Da la impresión de que hoy hablamos mucho más de salud mental, de apego o de relaciones sanas que hace diez años. ¿Estamos cambiando realmente nuestra manera de amar o simplemente hemos aprendido un lenguaje nuevo para explicar relaciones que siguen funcionando con las mismas lógicas de poder? ¿Y nuestra manera de entender la violencia?
"Estamos trabajando por conseguir independencia afectiva. No de los hombres en sí, sino de depender de una determinada manera de entender las relaciones"
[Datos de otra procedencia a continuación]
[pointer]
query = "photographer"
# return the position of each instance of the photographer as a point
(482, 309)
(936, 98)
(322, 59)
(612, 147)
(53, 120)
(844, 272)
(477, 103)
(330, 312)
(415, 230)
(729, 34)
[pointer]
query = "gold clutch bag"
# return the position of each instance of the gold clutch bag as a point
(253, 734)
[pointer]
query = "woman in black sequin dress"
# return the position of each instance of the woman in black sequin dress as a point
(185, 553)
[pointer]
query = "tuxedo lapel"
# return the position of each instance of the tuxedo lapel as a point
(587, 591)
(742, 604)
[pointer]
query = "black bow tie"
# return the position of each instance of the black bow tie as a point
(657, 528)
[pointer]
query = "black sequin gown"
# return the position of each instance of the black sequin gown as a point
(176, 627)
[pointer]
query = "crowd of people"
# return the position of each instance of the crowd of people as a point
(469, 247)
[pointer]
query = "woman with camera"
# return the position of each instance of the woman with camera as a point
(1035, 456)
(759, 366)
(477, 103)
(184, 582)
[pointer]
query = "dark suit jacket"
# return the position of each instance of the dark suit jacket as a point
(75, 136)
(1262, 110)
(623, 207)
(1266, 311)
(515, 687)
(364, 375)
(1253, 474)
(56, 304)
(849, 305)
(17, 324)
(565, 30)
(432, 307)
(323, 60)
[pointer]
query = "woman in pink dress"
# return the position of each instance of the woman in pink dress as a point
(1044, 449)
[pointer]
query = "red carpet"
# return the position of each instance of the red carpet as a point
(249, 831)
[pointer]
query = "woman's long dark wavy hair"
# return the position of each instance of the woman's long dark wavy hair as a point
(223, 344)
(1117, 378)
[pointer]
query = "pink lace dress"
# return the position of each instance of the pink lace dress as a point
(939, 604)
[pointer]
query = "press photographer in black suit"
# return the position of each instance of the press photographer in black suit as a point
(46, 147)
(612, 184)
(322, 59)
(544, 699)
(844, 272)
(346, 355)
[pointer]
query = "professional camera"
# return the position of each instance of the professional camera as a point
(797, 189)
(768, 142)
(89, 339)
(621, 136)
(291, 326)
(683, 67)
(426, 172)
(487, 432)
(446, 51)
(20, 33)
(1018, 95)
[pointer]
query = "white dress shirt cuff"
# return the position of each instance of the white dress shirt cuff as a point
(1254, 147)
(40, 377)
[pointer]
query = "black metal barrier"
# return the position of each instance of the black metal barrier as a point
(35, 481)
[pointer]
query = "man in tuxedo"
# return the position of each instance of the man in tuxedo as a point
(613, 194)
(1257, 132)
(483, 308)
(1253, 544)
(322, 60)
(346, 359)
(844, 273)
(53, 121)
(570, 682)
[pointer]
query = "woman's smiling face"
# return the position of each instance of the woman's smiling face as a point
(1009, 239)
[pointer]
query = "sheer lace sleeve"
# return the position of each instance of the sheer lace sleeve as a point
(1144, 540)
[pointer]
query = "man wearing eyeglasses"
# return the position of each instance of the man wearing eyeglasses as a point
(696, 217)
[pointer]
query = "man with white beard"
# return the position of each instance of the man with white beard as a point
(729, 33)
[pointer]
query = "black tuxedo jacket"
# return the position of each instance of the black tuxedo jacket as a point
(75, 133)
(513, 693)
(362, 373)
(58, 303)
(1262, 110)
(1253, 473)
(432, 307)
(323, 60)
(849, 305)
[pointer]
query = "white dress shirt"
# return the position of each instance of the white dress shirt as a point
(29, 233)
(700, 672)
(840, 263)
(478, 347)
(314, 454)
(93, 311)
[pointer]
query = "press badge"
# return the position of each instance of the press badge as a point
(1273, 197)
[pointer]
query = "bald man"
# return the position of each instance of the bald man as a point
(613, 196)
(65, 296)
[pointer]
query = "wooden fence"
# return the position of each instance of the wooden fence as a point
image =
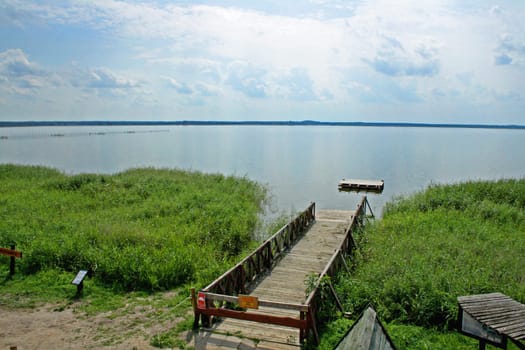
(233, 284)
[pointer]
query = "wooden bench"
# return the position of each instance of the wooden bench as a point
(13, 254)
(366, 333)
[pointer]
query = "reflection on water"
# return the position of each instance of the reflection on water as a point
(300, 164)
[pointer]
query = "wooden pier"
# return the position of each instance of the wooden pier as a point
(262, 302)
(361, 185)
(492, 318)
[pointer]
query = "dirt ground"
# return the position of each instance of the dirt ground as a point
(49, 327)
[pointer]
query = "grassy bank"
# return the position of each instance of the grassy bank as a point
(430, 248)
(140, 230)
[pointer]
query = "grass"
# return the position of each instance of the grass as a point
(430, 248)
(143, 229)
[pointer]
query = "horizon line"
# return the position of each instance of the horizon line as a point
(256, 122)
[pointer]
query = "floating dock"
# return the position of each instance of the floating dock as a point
(361, 185)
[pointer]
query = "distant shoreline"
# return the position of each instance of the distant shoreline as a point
(4, 124)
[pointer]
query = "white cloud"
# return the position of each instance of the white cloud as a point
(20, 76)
(339, 53)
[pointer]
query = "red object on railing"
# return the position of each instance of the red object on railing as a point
(201, 301)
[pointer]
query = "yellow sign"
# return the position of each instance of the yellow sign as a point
(248, 302)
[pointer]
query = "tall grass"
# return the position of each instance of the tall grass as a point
(143, 229)
(430, 248)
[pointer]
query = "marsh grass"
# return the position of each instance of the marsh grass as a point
(430, 248)
(140, 230)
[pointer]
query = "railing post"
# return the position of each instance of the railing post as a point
(12, 262)
(196, 312)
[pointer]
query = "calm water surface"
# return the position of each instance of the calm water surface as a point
(299, 164)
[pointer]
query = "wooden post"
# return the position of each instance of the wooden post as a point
(196, 312)
(482, 345)
(12, 262)
(302, 332)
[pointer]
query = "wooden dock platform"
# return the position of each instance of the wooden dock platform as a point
(284, 284)
(361, 185)
(492, 318)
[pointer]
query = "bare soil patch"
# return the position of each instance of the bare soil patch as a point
(55, 327)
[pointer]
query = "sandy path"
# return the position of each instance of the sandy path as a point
(45, 328)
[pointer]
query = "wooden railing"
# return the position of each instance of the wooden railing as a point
(237, 280)
(233, 284)
(338, 258)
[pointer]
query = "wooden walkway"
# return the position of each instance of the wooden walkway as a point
(285, 283)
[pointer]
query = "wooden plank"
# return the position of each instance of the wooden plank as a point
(248, 316)
(285, 283)
(233, 299)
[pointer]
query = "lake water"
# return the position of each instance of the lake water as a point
(300, 164)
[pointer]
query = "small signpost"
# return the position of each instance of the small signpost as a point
(79, 281)
(248, 302)
(13, 254)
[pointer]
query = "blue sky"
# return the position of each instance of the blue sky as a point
(416, 61)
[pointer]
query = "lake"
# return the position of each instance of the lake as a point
(299, 164)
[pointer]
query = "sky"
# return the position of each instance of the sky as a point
(446, 61)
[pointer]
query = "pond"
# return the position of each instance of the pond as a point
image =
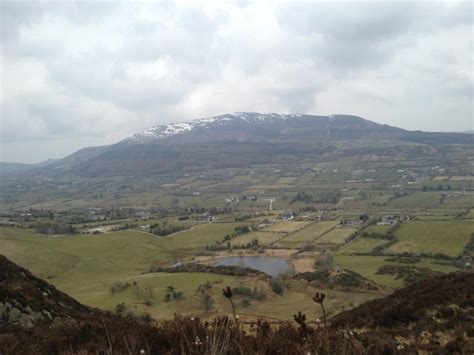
(272, 266)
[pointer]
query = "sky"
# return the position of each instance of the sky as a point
(85, 73)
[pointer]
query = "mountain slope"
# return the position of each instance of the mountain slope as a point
(243, 139)
(36, 318)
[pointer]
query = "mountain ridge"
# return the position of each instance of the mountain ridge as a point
(240, 139)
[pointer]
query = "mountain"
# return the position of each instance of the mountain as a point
(6, 167)
(435, 317)
(244, 139)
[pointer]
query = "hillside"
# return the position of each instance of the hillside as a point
(37, 318)
(243, 139)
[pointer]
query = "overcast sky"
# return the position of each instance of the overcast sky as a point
(76, 74)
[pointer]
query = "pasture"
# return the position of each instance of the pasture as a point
(433, 237)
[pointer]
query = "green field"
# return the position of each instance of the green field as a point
(416, 200)
(264, 238)
(87, 266)
(286, 227)
(379, 229)
(335, 236)
(308, 234)
(367, 266)
(360, 245)
(433, 237)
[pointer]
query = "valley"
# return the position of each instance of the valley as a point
(354, 215)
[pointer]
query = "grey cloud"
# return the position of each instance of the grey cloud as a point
(89, 69)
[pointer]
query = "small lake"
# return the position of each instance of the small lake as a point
(272, 266)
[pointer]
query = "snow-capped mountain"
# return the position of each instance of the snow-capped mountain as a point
(242, 139)
(230, 119)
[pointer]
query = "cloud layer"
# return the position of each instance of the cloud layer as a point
(82, 73)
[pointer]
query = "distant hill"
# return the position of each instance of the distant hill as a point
(432, 316)
(243, 139)
(6, 167)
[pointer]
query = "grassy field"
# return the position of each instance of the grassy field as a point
(416, 200)
(335, 236)
(360, 245)
(380, 229)
(264, 238)
(87, 266)
(367, 266)
(308, 234)
(433, 237)
(286, 227)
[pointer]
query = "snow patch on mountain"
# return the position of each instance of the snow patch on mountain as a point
(166, 130)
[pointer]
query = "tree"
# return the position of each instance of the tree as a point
(207, 302)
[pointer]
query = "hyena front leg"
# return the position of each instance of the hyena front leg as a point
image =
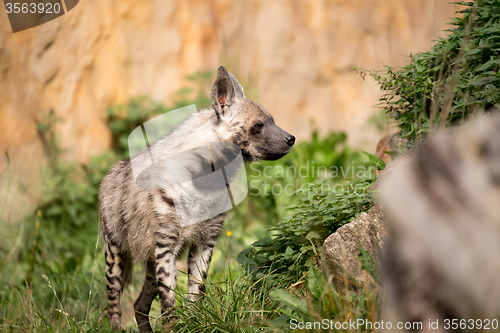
(143, 304)
(166, 274)
(198, 265)
(114, 269)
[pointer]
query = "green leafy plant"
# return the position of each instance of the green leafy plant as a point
(299, 238)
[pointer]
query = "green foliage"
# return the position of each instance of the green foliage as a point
(234, 305)
(299, 238)
(320, 302)
(457, 78)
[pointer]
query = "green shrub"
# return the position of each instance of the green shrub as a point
(456, 79)
(299, 238)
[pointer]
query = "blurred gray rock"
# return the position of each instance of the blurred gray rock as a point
(443, 258)
(340, 250)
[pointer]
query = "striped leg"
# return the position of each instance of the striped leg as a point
(114, 269)
(143, 304)
(166, 275)
(198, 264)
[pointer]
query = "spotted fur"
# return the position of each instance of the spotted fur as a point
(141, 225)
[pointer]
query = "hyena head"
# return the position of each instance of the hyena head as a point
(246, 123)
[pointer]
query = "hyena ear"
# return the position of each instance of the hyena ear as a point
(224, 91)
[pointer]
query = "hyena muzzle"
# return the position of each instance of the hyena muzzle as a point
(139, 224)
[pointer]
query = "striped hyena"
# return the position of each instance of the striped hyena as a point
(141, 224)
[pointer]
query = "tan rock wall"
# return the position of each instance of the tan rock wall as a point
(297, 54)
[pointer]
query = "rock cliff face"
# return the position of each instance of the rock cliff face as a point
(297, 56)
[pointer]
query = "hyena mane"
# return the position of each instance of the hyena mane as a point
(141, 223)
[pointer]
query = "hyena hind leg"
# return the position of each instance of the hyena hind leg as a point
(166, 275)
(198, 264)
(118, 268)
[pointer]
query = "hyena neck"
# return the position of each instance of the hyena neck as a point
(198, 130)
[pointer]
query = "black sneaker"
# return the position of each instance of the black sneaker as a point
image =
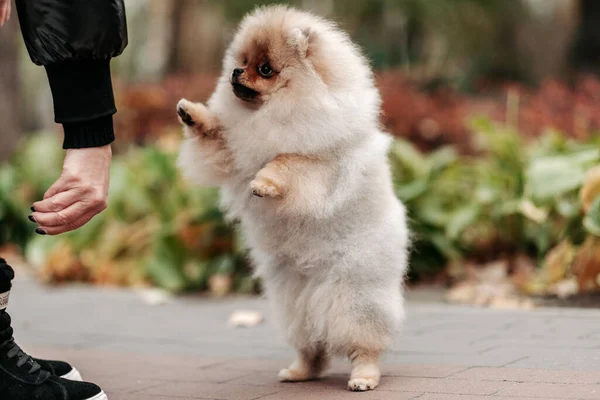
(22, 377)
(60, 369)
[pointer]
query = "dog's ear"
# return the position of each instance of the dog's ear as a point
(301, 39)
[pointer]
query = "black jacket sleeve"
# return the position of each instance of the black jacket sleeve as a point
(75, 41)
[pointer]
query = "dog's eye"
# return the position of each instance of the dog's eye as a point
(265, 70)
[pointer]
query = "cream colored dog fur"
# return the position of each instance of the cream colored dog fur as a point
(293, 140)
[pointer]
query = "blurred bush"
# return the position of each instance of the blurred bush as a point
(156, 230)
(511, 201)
(428, 114)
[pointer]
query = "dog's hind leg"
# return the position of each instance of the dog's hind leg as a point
(365, 371)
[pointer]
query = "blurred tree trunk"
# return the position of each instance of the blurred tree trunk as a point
(586, 49)
(9, 89)
(178, 13)
(199, 33)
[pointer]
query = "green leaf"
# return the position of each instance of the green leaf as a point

Creo que las mujeres estamos cambiando muy positivamente, de verdad. Y creo que de eso también hablamos poco. Creo que hemos logrado una independencia económica, con todos los matices que todavía existen y con todos los factores culturales que siguen condicionando esa realidad. Pero, aun así, estamos ahí. Y ahora creo que estamos trabajando mucho por conseguir también una independencia afectiva. No de los hombres en sí, sino de depender exclusivamente de una determinada manera de entender las relaciones afectivas.
En la medida en que seamos capaces de construir bienestar por nosotras mismas y de obtener cariño, apoyo e interacción de amistades, compañeras, compañeros y de otros vínculos, creo que realmente vamos a redefinir las relaciones. Porque dejaremos de estar en relaciones organizadas desde una lógica patriarcal.
Mi idea es que la mayoría de las relaciones siguen organizándose en torno a esos mandatos invisibles de los que hablábamos antes, y eso acaba produciendo las mismas relaciones -o la misma mierda- de maneras distintas. Entonces, ¿cómo construimos otra cosa? Primero, rompiendo con eso.